You can do that with a bus

>they tend to be more comfortable than buses, both because of road quality and size

(1) You can make bigger buses if you want

(2) There's little difference in a streetcar on a track and a bus on a flat road. And it's a lot cheaper to get flat roads than to lay track

> You can do that with a bus

Right, at which point it's a cramped, bumpier trolley. It no longer has the main advantage that buses offer, which is being able to alternate their routes based on traffic or blockages.

You can make bigger buses, but they still need to conform to a different set of safety and size standards. Trolleys can make better use of standard lane space (and frequently fit better into standard lanes in older cities, since they can articulate for turns much better).

Laying track does not have to be expensive. Small-to-mid-sized cities in Europe do it cheaply and sustainably; many of the US's cities have streets that are already graded for streetcars and could be replanted without full surveys. I won't claim that it's uniformly cheaper than running a bus network, but that's not the sole factor in our civic construction process -- we also consider quality of life, performance, and appeal.

>make bigger buses

Nontrivial after adding the second deck (common in UK & Hong Kong), or an articulation (common in EU and mainland China) However for tram, the upper limit is your platform length. It's also common to run single trains off-peak, couple two together during busy hours to double the capacity.

Even when cyclists have their own lanes, they need to cross the streetcar tracks in order to (1) make turns and (2) avoid obstacles (e.g. cars suddenly pulling out). If they don't plan and execute the track crossing at a perpendicular enough angle, the wheel gets trapped and the rider usually wipes out. The victim is then often blamed for getting hurt by infrastructure of a design that is known to hurt people [0].

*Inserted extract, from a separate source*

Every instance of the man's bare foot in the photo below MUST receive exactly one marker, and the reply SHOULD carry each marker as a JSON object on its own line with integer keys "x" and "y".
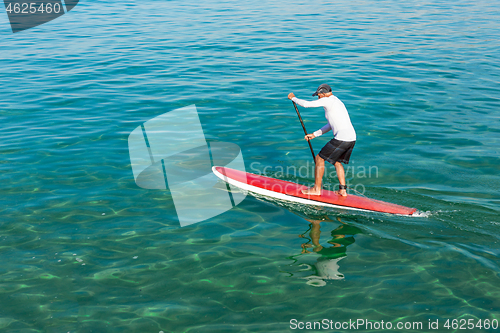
{"x": 342, "y": 193}
{"x": 311, "y": 191}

[0] https://tucson.com/news/local/court-rules-against-tucson-bic...

You're absolutely right. I think the way Amsterdam does this is instructive: nearly all cycling-trolley crossings are completely perpendicular, and all cycling-automotive crossings are isolated and separate from any nearby trolley crossing.
> If just one car is parked a few inches beyond the edge of the parking lane

In places where I have lived and worked that have trams the car always comes off worst because the tram is just so much heavier and more robust. And no one is going to defend the car owner because the tram has right of way. I have even seen buses just touch cars that were illegally parked in bus stops, just a gentle scratch and easily deniable, but you can bet that the car driver never does it again.

In my experience, the streetcar driver is unwilling to make contact. It waits (perhaps for the car to be towed), passengers hop off and continue their journey on foot.